The International Monetary Fund (IMF) has warned that US debt levels could soon surpass those of Italy and Greece, Financial Times reported. The alarming prediction comes as Donald Trump’s administration announced massive tax cuts and increased defence spending under “One Big Beautiful Bill.”

The US has always kept its total debt below Italy and Greece. But new IMF data shows that by the end of the decade, Washington’s overall debt load will cross both countries, first time in this century.

IMF warns: US debt to go beyond Italy and Greece

According to IMF forecasts, the US is on track to see its debt-to-GDP ratio climb from 125% today to 143% by 2030, a level higher than Italy’s 137% and Greece’s expected 130%. While Italy and Greece have spent years trying to control public spending since the 2008 financial crisis and the COVID-19 pandemic, the US appears to be heading in the opposite direction. 

The IMF report highlights how the US has failed to control spending compared to European countries that have long struggled with debt crises. Italy plans to bring its budget deficit down to 2.9% this year, meeting the EU’s 3% cap, better than expected. Greece, too, has managed to reduce its debt levels from its 2020 peak of 210% of GDP.  Meanwhile, the US is set to run annual deficits above 7% for the next five years, according to the Financial Times.

Trump’s administration’s “big, beautiful bill,” which delivered major tax cuts, has forced Washington to rely heavily on borrowing to keep the federal budget afloat. The White House has also pledged to build a “golden dome” defence shield.
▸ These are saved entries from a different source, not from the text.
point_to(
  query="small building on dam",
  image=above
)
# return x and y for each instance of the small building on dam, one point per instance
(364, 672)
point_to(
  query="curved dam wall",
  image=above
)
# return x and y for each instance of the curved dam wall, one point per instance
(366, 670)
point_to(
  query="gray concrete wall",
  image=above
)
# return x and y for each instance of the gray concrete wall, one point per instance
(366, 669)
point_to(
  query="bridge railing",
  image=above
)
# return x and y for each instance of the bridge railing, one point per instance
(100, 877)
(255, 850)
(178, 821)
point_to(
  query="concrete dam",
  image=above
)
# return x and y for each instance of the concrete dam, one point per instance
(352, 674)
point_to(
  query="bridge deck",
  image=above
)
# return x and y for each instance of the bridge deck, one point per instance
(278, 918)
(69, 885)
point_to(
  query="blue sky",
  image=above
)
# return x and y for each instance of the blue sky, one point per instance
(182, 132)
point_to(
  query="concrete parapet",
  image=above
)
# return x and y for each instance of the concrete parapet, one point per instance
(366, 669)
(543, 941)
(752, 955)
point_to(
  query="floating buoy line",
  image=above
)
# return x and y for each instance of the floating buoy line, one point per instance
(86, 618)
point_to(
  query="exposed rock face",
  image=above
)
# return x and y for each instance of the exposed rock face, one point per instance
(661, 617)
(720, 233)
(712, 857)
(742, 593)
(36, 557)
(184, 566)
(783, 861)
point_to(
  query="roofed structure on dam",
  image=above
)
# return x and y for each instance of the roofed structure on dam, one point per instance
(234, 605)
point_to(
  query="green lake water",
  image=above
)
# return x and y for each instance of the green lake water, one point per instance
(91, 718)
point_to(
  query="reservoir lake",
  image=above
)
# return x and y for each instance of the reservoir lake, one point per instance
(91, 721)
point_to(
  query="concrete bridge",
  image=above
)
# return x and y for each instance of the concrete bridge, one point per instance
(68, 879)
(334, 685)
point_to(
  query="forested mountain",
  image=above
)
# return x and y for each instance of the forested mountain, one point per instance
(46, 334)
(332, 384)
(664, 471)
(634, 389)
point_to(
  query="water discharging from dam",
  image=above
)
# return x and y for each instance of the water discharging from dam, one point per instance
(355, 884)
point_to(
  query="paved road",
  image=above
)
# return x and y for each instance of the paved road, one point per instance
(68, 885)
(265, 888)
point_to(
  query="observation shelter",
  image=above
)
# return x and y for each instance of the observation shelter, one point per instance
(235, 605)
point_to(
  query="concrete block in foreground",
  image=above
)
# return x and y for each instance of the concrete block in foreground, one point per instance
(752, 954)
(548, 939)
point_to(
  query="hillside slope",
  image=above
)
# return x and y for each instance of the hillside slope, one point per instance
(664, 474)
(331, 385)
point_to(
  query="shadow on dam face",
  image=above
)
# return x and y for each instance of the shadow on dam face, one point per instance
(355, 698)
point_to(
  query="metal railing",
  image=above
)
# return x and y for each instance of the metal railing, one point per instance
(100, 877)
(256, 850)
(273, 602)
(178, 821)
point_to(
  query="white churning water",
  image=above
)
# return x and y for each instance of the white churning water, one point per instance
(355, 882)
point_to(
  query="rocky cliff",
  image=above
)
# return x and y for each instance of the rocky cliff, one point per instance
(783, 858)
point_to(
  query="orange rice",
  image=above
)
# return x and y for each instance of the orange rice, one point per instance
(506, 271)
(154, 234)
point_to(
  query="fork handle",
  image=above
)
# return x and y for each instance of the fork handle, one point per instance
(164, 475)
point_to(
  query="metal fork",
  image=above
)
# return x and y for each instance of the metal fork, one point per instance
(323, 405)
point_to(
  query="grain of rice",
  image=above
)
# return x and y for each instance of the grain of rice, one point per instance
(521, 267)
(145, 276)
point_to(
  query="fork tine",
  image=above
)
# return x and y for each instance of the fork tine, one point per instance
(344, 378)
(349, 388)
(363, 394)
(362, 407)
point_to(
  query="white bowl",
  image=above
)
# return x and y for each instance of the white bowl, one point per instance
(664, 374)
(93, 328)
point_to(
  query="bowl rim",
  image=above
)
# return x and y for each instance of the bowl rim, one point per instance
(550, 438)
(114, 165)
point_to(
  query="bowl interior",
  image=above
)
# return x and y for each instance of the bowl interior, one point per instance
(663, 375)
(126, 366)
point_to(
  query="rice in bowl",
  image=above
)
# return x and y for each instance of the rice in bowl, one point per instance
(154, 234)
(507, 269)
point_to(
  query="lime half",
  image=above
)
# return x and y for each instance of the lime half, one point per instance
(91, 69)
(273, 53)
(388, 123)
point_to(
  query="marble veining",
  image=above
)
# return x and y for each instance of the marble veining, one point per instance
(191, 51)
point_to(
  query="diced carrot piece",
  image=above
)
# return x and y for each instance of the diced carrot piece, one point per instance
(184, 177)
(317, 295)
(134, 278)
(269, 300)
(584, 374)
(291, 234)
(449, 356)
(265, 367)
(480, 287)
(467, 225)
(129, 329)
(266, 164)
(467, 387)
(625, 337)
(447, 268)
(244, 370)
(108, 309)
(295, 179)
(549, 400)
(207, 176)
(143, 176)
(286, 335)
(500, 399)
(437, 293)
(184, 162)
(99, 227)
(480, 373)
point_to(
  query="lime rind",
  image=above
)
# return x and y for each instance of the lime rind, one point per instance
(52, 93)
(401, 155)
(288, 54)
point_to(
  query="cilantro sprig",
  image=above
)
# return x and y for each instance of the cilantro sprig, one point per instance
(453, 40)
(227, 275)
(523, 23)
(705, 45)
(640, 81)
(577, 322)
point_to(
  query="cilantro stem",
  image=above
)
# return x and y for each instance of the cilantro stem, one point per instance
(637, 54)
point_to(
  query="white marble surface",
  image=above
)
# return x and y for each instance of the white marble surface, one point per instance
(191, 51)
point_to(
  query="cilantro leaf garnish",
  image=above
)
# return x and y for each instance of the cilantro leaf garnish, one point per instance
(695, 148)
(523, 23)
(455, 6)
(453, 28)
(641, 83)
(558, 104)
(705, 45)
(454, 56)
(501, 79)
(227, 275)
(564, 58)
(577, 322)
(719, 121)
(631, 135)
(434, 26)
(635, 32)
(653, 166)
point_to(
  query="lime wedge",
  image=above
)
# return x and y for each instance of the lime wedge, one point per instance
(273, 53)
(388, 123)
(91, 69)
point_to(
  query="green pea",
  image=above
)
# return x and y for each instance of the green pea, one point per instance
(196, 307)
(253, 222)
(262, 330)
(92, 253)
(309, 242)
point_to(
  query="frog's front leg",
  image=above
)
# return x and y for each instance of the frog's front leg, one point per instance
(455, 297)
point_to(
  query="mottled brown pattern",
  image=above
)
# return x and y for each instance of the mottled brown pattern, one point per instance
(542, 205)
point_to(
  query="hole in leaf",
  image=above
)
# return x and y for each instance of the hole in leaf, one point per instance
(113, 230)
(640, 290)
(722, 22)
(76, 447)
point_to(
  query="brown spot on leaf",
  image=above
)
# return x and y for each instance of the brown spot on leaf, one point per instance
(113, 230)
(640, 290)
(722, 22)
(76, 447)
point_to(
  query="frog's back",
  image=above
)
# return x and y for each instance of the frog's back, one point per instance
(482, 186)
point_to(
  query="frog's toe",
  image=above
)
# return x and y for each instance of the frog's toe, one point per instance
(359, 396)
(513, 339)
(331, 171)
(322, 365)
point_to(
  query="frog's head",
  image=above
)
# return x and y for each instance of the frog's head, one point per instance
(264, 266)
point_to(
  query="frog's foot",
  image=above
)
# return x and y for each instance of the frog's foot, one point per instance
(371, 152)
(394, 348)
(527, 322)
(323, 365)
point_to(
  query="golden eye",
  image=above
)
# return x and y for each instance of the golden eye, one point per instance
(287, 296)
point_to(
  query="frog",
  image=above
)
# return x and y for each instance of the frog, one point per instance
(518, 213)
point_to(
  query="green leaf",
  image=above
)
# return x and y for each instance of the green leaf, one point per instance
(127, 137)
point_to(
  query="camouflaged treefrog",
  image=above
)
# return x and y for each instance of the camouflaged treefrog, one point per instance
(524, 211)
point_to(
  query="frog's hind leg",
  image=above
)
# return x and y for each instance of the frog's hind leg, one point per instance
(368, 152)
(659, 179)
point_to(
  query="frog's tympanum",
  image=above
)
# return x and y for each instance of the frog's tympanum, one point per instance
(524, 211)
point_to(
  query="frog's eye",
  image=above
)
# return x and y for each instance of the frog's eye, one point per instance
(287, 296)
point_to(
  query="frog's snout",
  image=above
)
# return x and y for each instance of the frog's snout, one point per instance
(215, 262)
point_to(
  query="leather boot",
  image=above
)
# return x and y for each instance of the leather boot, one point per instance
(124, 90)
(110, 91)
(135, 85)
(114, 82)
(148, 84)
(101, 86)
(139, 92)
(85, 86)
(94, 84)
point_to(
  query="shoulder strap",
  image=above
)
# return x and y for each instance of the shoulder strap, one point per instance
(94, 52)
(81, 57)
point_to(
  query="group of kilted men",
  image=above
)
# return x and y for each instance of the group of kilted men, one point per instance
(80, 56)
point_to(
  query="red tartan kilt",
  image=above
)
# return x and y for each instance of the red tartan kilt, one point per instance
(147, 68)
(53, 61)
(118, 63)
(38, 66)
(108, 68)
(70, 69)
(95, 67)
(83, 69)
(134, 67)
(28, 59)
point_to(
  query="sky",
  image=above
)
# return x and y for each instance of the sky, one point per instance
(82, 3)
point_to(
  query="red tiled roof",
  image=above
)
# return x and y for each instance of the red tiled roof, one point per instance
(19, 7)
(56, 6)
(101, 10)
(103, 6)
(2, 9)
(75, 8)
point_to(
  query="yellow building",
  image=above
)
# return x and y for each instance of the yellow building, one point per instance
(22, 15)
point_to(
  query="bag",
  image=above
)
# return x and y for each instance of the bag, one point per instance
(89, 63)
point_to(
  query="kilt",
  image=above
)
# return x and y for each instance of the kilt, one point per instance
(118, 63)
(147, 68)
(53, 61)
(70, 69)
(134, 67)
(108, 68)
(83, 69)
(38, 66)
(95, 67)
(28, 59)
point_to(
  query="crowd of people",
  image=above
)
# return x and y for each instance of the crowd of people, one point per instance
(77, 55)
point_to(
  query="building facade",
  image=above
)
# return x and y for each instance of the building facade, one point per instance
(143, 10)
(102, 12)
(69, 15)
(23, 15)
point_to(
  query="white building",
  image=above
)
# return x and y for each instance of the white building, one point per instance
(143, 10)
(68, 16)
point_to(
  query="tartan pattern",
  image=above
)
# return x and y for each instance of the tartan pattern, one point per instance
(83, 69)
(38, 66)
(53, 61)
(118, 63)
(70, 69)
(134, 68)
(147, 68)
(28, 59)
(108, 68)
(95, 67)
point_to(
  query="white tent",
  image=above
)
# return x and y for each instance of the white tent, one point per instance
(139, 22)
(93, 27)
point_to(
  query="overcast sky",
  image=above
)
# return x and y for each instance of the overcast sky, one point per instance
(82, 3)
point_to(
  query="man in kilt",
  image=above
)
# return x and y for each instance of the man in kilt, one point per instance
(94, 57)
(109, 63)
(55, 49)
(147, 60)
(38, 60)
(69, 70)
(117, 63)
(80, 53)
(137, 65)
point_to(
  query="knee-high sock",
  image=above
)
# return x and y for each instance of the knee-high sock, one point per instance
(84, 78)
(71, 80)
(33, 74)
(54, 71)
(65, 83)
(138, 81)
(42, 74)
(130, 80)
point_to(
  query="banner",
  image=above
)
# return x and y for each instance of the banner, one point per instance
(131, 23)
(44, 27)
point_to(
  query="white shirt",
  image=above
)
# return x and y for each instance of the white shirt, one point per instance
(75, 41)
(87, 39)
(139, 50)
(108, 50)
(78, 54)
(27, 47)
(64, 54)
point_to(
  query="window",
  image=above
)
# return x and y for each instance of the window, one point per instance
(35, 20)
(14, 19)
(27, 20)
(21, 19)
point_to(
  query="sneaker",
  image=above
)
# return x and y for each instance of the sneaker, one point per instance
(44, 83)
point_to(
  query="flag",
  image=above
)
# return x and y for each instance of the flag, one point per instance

The project could cost nearly $1 trillion. The US Treasury recently reported that the national debt has climbed to $38 trillion, the highest in history. Officials said the debt is now growing faster than at any point outside of the pandemic years.

Over the past six years, the federal deficit has remained above $1 trillion annually, reaching $1.8 trillion in 2025. Estimates for the current fiscal year suggest it could hit $2.2 trillion.

IMF flags widening US deficits compared to European countries

Mahmood Pradhan, head of global macro at Amundi Investment Institute, told the Financial Times that this is “a symbolic moment” for the global economy. “The projections show US debt continuing to rise. That’s the impact of running perpetual deficits,” he said. “But Italy has a weaker growth outlook than the US, so this should not be read as meaning Italy is out of the woods,” he added.

Economists say that while the US enjoys the privilege of borrowing in the world’s reserve currency, its worsening debt could soon change how other countries see America. “Many American politicians tend to look down on Europe’s slow growth,” said James Knightley of ING. “But when you see numbers like these, the conversation changes.”

Trump’s economic plan, “One Big Beautiful Bill”, has spiked government spending while slashing taxes for corporations and wealthier Americans, resulting in more borrowing to keep federal programs funded.